Dissidences, décembre 2011

Livre référence:
L’empire du capital
compte rendu
Jean-Guillaume Lanuque

Ellen Meiksins Wood, dont L’origine du capital a précédemment été publiée chez le même éditeur, s’essaye dans cet ouvrage à une réflexion sur la nature de l’impérialisme contemporain, plus exactement celui des Etats-Unis, rejoignant ce faisant la démarche d’un David Harvey (Le nouvel impérialisme, chroniqué dans la Bibliothèque des comptes rendus de notre revue numérique) en s’interrogeant sur le pourquoi d’un impérialisme qui n’est pas directement colonial. Pour ce faire, l’auteure se plonge dans une vaste fresque historique, qui court de l’Antiquité romaine et chinoise jusqu’aux lendemains immédiats du 11 septembre 2001, bousculant au passage bien des analyses majoritaires(1).

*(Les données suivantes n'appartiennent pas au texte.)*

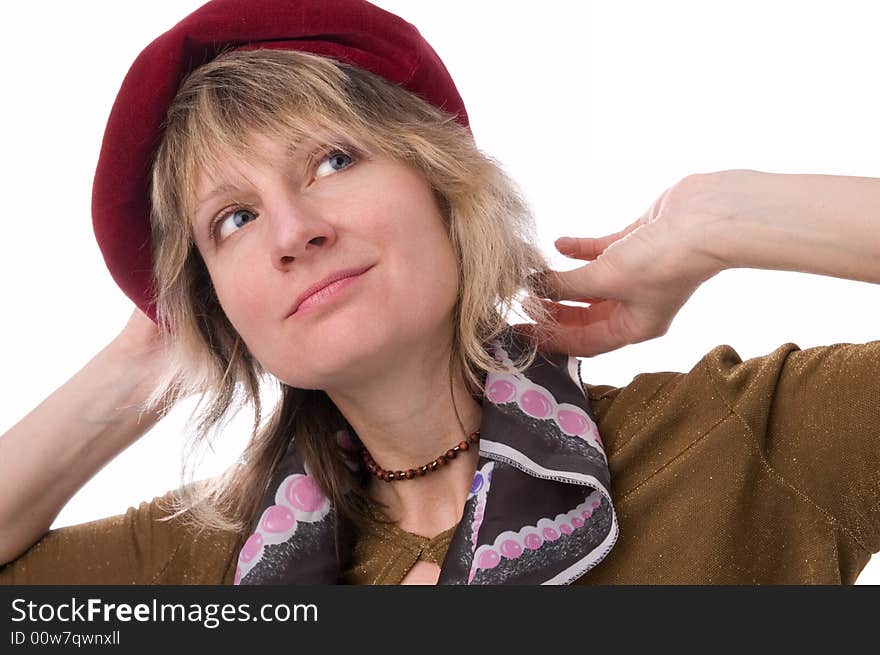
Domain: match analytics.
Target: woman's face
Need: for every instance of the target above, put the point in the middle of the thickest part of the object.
(283, 229)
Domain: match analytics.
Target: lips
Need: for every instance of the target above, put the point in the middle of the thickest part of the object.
(325, 282)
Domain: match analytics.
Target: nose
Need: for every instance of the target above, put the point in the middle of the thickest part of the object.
(295, 230)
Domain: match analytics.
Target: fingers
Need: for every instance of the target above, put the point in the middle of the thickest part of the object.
(588, 248)
(590, 337)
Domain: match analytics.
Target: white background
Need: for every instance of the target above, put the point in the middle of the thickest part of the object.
(593, 107)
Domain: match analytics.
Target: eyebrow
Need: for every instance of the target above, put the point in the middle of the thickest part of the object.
(223, 188)
(291, 152)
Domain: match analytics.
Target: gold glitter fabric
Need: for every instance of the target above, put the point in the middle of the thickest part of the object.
(764, 471)
(383, 553)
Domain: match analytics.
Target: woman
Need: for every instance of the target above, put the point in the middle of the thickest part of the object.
(534, 504)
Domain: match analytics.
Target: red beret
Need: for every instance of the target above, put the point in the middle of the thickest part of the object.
(353, 31)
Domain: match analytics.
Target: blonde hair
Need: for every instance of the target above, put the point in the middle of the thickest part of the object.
(288, 95)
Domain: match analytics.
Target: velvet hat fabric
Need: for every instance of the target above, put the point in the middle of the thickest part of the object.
(352, 31)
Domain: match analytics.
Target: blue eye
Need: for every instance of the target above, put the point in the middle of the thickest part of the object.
(216, 228)
(220, 222)
(335, 157)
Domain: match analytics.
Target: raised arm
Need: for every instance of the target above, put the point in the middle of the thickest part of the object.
(638, 278)
(53, 451)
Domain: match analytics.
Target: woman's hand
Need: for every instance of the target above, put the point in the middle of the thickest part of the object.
(637, 278)
(147, 357)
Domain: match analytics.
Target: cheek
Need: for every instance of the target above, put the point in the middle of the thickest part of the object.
(240, 298)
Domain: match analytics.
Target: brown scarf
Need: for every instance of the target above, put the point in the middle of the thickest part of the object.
(539, 510)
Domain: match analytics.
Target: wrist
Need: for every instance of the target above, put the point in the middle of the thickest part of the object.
(730, 217)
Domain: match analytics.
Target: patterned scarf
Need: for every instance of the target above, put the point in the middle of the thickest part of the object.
(539, 510)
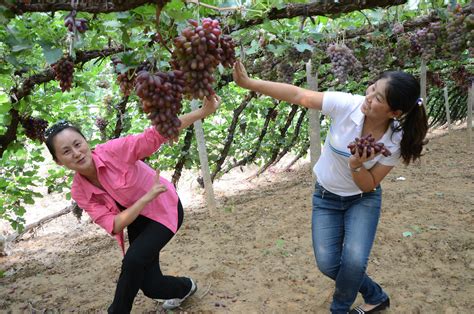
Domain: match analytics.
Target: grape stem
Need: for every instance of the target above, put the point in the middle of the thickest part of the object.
(160, 39)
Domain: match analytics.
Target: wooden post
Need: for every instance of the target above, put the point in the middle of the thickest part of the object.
(206, 173)
(446, 105)
(314, 117)
(423, 83)
(470, 104)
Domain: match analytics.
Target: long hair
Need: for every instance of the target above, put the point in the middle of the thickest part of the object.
(54, 130)
(402, 93)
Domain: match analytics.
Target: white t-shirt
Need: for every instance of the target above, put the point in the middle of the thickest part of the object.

Ainsi, dans sa définition du capitalisme qui peut apparaître comme trop rigide, elle met au cœur la nécessaire séparation de la sphère économique d’avec la sphère extra-économique (la coercition étatique), et refuse l’assimilation entre profit commercial et profit capitaliste. C’est ce qui l’amène à ne voir un impérialisme véritablement capitaliste émerger qu’après la Seconde Guerre mondiale, via les Etats-Unis, avec l’ouverture croissante des économies au capital occidental. Dans sa rétrospective historique, Ellen Meiksins Wood insiste donc sur le caractère marginalement capitaliste des tentatives impériales antérieures. C’est le cas de l’empire romain, à l’Etat restreint et à la richesse basée sur la propriété foncière, de la Chine, où la richesse passe par le service d’un Etat puissant, et même de l’Espagne du siècle d’or, appuyée sur un compromis entre les féodalités et la bureaucratie étatique.